Q. What is the tax levy cap?

A. The tax levy cap was legislated in 2011 and became effective in 2012. The legislation placed a cap on the growth of school property taxes at 2% or the Consumer Price Index (CPI), whichever is less. NYS uses the CPI-U program which produces monthly data on changes in the prices paid by urban consumers for a representative basket of goods and services.

Since the tax cap has been in place, the CPI-U for schools has been:

2012: 2.07%

2013: 3.16%

2014: 1.46%

2015: 1.62%

2016: 0.12%

2017: 1.26%

What that means for schools is that for the school years 2012 and 2013, the tax cap was a flat 2%. From 2014 to now, the CPI-U percentage was used because it was less.

Q. How is the tax levy cap determined?

A. The tax levy cap is determined by a complex 8-step formula. Each school district is assigned a tax base “growth factor” each year by the state, and once the CPI is determined each January, two of the major pieces of the formula are then ready for districts to calculate. The other pieces of the formula have to do with “payments in lieu of taxes” (PILOT agreements) and exclusions. From that formula, districts are able to derive their “tax levy limit.”

Q. Why isn’t the tax levy cap really 2%?

A. The tax cap legislation was seen as a huge legislative win for both the Senate and the Governor who were seeking to rein in property taxes that they believed were strangling the state and making residents flee. The media blitzes regarding the legislation presented the simple message that property taxes would be capped at 2%. However, the formula itself and the impact of the CPI rarely results in a 2% levy limit and creates mixed messages to the community that school districts must then clarify.
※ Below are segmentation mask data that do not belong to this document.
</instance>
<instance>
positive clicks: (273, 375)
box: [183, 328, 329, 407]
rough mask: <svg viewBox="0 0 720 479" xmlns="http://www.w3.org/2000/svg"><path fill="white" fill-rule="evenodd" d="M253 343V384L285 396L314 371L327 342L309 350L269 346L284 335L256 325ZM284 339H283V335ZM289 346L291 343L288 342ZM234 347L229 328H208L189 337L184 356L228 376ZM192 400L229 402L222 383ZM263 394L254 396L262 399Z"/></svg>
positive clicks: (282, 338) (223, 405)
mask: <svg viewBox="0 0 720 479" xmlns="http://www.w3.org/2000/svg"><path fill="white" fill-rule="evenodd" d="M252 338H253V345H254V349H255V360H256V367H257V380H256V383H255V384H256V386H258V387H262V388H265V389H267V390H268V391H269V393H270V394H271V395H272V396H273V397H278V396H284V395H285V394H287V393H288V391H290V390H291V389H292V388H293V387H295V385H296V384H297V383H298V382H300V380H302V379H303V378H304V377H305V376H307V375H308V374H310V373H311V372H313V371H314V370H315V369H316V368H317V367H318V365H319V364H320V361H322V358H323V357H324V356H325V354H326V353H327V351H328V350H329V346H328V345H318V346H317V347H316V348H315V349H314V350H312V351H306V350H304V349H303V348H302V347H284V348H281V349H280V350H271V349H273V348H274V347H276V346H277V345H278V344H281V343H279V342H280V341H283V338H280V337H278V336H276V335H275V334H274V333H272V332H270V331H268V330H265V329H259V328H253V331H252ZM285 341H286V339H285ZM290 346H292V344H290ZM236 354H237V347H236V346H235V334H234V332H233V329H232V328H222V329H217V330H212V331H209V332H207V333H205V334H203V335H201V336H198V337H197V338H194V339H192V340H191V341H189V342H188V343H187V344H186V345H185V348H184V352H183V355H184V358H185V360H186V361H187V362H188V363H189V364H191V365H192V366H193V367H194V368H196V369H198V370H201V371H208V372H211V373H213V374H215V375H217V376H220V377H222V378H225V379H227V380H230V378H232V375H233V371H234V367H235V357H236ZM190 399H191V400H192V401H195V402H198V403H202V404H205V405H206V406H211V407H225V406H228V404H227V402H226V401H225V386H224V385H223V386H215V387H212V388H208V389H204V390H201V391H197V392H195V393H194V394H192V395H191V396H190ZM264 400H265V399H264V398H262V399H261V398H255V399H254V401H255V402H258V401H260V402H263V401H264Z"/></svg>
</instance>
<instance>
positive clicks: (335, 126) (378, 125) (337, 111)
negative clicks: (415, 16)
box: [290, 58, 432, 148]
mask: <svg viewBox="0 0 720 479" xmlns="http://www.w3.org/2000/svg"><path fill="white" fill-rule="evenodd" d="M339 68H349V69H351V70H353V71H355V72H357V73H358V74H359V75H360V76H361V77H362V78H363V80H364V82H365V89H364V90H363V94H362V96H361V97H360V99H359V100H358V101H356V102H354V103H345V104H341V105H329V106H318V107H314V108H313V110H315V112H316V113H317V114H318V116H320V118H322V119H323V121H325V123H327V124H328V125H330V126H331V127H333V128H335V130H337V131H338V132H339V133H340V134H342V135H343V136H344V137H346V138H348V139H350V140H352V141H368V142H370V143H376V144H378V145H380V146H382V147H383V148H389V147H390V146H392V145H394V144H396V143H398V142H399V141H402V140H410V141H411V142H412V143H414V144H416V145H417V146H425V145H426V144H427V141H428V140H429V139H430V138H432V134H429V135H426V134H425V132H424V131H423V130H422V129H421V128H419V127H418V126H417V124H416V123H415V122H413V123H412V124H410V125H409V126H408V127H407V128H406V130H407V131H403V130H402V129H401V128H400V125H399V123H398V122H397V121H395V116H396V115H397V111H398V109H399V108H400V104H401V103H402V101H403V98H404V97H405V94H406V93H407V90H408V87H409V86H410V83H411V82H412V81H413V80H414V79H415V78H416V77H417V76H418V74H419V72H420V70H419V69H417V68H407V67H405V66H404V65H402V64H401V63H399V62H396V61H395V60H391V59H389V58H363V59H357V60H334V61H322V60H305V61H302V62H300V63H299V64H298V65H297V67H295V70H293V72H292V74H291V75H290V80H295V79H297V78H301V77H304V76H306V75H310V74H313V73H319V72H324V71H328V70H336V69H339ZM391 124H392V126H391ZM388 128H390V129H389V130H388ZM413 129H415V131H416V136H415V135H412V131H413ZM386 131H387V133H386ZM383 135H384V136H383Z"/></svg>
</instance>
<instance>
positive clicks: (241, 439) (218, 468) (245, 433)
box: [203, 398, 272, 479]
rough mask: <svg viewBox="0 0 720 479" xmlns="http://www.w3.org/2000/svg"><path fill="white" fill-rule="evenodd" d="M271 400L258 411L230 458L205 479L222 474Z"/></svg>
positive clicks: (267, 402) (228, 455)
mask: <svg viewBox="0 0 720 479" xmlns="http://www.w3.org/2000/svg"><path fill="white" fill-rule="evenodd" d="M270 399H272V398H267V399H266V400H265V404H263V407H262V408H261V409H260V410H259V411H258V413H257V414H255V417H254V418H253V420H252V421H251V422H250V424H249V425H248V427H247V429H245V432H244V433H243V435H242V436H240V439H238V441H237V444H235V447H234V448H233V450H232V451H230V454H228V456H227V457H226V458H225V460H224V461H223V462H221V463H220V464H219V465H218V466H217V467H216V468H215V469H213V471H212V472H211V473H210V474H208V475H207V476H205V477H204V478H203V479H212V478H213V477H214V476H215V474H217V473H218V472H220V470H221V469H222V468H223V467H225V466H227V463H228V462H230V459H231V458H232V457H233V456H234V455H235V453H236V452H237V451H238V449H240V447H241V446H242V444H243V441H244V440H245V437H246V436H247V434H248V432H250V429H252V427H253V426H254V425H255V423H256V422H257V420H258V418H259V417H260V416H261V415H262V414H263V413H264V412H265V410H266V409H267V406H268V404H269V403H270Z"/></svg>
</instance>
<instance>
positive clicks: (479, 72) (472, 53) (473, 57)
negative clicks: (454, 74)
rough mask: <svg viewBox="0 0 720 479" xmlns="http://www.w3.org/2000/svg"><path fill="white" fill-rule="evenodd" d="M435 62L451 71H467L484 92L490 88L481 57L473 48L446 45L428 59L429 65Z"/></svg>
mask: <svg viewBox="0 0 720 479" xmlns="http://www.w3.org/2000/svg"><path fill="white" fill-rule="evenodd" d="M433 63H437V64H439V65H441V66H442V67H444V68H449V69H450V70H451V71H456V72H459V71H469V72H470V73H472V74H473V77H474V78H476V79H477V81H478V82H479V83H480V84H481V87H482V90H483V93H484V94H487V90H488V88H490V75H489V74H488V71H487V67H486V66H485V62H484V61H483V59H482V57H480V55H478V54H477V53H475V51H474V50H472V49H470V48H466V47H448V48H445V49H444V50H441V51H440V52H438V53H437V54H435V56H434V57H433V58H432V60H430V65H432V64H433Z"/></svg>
Tax levy limits can be above 2%, below 2% or even below zero (negative tax levy cap).

Q. How is the tax levy limit different than the tax rate?

A. The tax levy limit is the total amount of property tax dollars that a school district can ask for from the taxpayers for the expenditure budget that they vote on each May. Combined with state aid and other revenues, this makes up the total revenues for a school district budget.

The tax rate is the amount of money/per thousand dollars that a homeowner would pay in school taxes based on the assessment of their home. For many tax payers, the rate is more significant to them than the tax levy limit.